JNI is a programming technology of invoking C++ from Java. All JNI interfaces are defined in the file JniWrapper.cc under the directory jni.

How to debug in Gluten?

1 How to debug C++

If you don’t concern about the Scala/Java codes and just want to debug the C++ codes executed in native engine, you may debug the C++ via benchmarks with GDB.

To debug C++, you have to generate the example files, the example files consist of:

  • A file contained Substrait plan in JSON format
  • One or more input data files in Parquet format

You can generate the example files by the following steps:

  1. build Velox and Gluten CPP
    gluten_home/dev/builddeps-veloxbe.sh --build_tests=ON --build_benchmarks=ON --build_type=Debug
    
    • Compiling with --build_type=Debug is good for debugging.
    • The executable file generic_benchmark will be generated under the directory of gluten_home/cpp/build/velox/benchmarks/.
  2. build Gluten and generate the example files
    cd gluten_home
    mvn clean package -Pspark-3.2 -Pbackends-velox -Prss
    mvn test -Pspark-3.2 -Pbackends-velox -Prss -pl backends-velox -am -DtagsToInclude="io.glutenproject.tags.GenerateExample" -Dtest=none -DfailIfNoTests=false -Darrow.version=11.0.0-gluten -Dexec.skip
    
    • After the above operations, the examples files are generated under gluten_home/backends-velox
    • You can check it by the command tree gluten_home/backends-velox/generated-native-benchmark/
    • You may replace -Pspark-3.2 with -Pspark-3.3 if your spark’s version is 3.3
      $ tree gluten_home/backends-velox/generated-native-benchmark/
      gluten_home/backends-velox/generated-native-benchmark/
      ├── example.json
      ├── example_lineitem
      │   ├── part-00000-3ec19189-d20e-4240-85ae-88631d46b612-c000.snappy.parquet
      │   └── _SUCCESS
      └── example_orders
       ├── part-00000-1e66fb98-4dd6-47a6-8679-8625dbc437ee-c000.snappy.parquet
       └── _SUCCESS
      
  3. now, run benchmarks with GDB
    cd gluten_home/cpp/build/velox/benchmarks/
    gdb generic_benchmark
    
    • When GDB load generic_benchmark successfully, you can set breakpoint on the main function with command b main, and then run with command r, then the process generic_benchmark will start and stop at the main function.
    • You can check the variables’ state with command p variable_name, or execute the program line by line with command n, or step-in the function been called with command s.
    • Actually, you can debug generic_benchmark with any gdb commands as debugging normal C++ program, because the generic_benchmark is a pure C++ executable file in fact.
  4. gdb-tui is a valuable feature and is worth trying. You can get more help from the online docs. gdb-tui

  5. you can start generic_benchmark with specific JSON plan and input files
    • If you omit them, the example.json, example_lineitem + example_orders under the directory of gluten_home/backends-velox/generated-native-benchmark will be used as default.
    • You can also edit the file example.json to custom the Substrait plan or specify the inputs files placed in the other directory.
  6. get more detail information about benchmarks from MicroBenchmarks

2 How to debug plan validation process

Gluten will validate generated plan before execute it, and validation usually happens in native side, so we provide a utility to help debug validation process in native side.

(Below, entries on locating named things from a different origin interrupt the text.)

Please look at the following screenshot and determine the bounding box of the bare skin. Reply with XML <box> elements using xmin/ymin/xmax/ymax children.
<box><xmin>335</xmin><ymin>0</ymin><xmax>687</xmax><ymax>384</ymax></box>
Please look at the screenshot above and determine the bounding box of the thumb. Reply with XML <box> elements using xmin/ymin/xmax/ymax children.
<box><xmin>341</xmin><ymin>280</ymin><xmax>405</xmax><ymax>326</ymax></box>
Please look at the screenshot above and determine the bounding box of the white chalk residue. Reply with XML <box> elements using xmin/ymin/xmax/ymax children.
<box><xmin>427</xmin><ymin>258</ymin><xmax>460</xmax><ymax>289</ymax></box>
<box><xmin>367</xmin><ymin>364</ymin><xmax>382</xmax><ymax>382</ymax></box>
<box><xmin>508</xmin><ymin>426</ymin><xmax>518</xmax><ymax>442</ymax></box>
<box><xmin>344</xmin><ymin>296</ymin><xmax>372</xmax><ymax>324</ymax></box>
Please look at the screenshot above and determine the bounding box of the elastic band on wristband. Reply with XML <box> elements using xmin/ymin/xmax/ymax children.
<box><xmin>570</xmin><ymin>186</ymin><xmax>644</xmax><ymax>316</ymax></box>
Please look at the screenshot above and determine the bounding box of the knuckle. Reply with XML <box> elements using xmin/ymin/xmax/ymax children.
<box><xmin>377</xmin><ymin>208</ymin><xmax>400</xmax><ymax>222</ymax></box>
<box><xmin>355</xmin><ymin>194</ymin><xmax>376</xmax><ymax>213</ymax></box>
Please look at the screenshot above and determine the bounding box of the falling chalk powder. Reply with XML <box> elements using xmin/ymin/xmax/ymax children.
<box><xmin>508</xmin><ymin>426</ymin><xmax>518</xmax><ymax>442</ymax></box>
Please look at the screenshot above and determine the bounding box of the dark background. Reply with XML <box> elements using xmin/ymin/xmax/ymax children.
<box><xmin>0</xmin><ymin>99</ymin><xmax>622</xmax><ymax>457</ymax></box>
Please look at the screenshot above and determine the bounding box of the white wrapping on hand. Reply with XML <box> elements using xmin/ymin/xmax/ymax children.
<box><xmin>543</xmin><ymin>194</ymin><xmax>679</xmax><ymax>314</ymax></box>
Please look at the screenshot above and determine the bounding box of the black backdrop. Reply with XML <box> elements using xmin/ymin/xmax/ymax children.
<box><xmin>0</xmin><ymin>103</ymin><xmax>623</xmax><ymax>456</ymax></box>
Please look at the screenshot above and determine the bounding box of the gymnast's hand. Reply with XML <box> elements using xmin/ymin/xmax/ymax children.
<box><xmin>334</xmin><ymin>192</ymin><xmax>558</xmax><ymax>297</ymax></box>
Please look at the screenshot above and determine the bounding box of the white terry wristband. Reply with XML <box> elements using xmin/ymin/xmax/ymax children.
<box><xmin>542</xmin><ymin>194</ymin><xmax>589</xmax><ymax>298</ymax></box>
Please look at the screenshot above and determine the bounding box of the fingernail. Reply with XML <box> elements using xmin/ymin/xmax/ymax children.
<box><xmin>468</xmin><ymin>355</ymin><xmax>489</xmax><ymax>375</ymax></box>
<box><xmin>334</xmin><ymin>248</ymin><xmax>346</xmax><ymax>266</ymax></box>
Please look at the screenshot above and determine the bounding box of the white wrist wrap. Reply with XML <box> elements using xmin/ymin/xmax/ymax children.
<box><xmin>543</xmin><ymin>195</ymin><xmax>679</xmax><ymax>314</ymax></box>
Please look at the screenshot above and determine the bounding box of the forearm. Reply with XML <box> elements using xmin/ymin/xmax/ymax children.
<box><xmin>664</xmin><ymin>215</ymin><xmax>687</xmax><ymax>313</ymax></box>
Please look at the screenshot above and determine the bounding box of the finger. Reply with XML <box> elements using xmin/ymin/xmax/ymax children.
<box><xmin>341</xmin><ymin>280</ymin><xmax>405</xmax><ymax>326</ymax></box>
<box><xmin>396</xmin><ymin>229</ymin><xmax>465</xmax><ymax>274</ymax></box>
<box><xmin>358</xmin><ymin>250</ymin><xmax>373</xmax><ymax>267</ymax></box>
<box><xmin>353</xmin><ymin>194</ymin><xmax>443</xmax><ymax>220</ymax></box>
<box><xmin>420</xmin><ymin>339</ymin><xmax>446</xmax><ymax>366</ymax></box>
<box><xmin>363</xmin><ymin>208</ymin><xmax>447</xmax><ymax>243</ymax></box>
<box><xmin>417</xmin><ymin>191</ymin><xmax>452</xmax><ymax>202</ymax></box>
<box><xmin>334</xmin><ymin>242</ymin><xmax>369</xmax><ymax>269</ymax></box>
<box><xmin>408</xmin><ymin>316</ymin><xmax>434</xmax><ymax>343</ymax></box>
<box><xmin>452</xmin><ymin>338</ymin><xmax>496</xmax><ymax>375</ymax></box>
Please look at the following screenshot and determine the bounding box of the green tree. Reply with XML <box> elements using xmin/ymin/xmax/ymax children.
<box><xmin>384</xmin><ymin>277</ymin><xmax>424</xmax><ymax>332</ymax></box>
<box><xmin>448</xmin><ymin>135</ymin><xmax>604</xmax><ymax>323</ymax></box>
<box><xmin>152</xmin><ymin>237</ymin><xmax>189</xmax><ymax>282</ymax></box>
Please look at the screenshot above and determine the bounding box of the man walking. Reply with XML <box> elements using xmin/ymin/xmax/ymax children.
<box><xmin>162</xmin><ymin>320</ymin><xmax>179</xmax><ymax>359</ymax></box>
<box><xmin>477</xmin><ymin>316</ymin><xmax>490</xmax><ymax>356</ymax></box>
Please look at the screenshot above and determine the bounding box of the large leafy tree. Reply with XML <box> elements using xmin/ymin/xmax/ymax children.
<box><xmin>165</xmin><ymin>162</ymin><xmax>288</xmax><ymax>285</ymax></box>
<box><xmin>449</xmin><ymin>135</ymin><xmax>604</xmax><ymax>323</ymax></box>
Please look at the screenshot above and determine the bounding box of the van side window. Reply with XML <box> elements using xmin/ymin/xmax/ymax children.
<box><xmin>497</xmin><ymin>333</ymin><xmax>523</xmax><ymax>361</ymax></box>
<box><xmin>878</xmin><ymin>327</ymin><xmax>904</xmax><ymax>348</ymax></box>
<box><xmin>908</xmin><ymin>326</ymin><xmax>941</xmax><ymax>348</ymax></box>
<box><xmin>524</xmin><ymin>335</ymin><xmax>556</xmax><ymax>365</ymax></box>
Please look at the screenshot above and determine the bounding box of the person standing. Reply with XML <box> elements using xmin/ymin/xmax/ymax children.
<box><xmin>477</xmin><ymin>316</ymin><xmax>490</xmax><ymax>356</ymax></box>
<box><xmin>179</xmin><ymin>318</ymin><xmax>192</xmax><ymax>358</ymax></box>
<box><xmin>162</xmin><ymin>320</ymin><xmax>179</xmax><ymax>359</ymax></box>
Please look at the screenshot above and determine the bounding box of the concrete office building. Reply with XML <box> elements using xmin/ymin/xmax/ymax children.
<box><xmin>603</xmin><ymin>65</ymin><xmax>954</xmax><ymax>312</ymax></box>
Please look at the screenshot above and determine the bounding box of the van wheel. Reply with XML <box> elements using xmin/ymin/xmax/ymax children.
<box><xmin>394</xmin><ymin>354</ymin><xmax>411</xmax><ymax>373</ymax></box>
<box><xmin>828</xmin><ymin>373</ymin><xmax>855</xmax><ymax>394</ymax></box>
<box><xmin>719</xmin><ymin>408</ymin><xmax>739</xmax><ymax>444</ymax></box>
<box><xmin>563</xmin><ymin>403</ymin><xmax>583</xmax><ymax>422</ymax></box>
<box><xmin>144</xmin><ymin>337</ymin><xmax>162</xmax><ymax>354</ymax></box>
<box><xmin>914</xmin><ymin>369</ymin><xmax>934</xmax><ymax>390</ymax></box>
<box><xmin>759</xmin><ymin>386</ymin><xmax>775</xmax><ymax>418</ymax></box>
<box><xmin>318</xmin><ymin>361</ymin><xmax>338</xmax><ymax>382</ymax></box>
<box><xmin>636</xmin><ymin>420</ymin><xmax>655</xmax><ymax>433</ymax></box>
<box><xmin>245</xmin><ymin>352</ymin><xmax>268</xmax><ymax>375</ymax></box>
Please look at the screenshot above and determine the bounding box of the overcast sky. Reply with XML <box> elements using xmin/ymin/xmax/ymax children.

  1. Run query with conf spark.gluten.sql.debug=true, and you will find generated plan be printed in stderr with json format, save it as plan.json for example.
  2. Compile cpp part with --build_benchmarks=ON, then check plan_validator_util executable file in gluten_home/cpp/build/velox/benchmarks/.
  3. Run or debug with ./plan_validator_util <path>/plan.json

3 How to debug Java/Scala

wait to add

4 How to debug with core-dump

wait to complete

cd the_directory_of_core_file_generated
gdb gluten_home/cpp/build/releases/libgluten.so 'core-Executor task l-2000883-1671542526'

  • the core-Executor task l-2000883-1671542526 represents the core file name.

How to run TPC-H on Velox backend

Now, both Parquet and DWRF format files are supported, related scripts and files are under the directory of gluten_home/backends-velox/workload/tpch. The file README.md under gluten_home/backends-velox/workload/tpch offers some useful help but it’s still not enough and exact.

One way of run TPC-H test is to run velox with docker by workflow, you can refer to velox_docker.yml

Here will explain how to run TPC-H on Velox backend with the Parquet file format.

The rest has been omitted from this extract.